The past is the one thing in the universe you have zero control over. It is fixed, immutable, and gone. But at this exact moment, you have absolute control over one thing: the next choice you make. The pen is in your hand and you get to write the next chapter of your story.
What happened to you was the inciting incident. It was Chapter One. It was the tragic backstory for the hero. But that is not the whole story. The rest of the book is unwritten, and you are the one who gets to decide what happens next. Are you going to write a story about a character who was defined by that first chapter for the rest of their life? Or are you going to write a story about a hero who used that pain, that injustice, and that fire to forge themselves into something stronger, wiser, and more compassionate?
Stop acting like a side character in the story of your own life. You are the protagonist. You deserve this character development. This redemption arch. It is time to start acting like it.

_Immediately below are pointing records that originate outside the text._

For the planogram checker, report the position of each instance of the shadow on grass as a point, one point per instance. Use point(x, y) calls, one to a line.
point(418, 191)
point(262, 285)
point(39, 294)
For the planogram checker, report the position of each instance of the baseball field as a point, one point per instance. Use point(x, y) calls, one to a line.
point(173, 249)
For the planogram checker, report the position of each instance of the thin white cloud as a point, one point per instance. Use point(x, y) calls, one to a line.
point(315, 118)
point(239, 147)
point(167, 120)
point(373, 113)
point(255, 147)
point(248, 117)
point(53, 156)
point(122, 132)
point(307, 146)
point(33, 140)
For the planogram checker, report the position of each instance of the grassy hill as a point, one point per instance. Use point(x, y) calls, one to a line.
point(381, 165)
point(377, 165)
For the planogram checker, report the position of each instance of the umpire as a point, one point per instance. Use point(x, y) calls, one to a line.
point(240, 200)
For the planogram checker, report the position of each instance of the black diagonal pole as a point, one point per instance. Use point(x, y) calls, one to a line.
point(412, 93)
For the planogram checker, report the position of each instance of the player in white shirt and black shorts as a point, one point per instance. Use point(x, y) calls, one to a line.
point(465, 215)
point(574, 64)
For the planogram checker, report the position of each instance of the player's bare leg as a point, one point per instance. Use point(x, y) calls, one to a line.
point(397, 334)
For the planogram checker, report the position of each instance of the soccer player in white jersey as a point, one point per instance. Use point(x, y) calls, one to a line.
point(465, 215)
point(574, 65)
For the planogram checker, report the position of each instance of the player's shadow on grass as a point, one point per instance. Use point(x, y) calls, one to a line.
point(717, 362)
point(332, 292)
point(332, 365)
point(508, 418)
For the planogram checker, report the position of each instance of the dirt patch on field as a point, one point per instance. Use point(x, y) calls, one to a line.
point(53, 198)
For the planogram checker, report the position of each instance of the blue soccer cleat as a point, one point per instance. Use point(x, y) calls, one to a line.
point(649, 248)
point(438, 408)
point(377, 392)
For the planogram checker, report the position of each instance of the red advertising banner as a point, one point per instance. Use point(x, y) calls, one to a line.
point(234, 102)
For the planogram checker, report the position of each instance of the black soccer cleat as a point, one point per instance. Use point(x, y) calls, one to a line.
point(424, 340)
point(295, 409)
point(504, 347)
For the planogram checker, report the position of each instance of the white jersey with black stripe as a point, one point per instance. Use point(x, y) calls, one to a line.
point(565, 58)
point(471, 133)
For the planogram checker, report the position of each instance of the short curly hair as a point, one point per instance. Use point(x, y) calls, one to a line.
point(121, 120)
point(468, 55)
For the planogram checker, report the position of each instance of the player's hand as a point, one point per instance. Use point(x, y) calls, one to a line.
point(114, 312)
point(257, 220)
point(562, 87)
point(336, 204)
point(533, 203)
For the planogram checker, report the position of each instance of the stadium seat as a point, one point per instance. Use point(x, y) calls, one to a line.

This is not about pretending the past does not exist. This is about integrating it and moving forward. Here is your work.
Step 1: Separate the Facts from the Story.
Take a piece of paper and draw a line down the middle. On the left side, write down the objective facts of what happened. Be clinical. “I lost my job.” “My parents divorced.” “My partner cheated on me.” On the right side, write down the story you have attached to those facts. “I am a failure.” “I destroy every family I am part of.” “I am unlovable.” Seeing the raw fact next to the painful story you’ve created is the first step to separating them.
Step 2: Write a New Chapter Heading.
The story of your past has a title. Maybe it’s “The Betrayal” or “The Great Failure”. That chapter is finished. What is the title of the chapter you are starting today? It does not have to be grandiose. It can be something simple like “The Rebuilding”, “Learning to Trust Myself”, or “Finding My Footing”. Write this new title down. This is your declaration of intent.
Step 3: Take One Protagonist’s Action.
A hero is not defined by their feelings, but by their actions. If a character does something without fear no one cares. If they do it despite being afraid, we consider them an inspiration. Based on your new chapter title, what is one small, concrete thing you can do today even if you’re afraid? If your chapter is “The Rebuilding”, maybe you spend 20 minutes researching a course. If it's “Learning to Trust Myself”, maybe you make one small decision without asking for anyone else’s opinion. The action must be aligned with the hero of your new chapter, not the victim of your old one. Trust me on this, one day that hero will look back and know that they would have been nothing without your bravery in this moment.
The past was a lesson, not a life sentence. Your pain has given you a depth and wisdom that others may not possess. Do not waste it by staying in a prison of your own making. The world is waiting for your story. Not the one that happened to you, but the one you are going to create.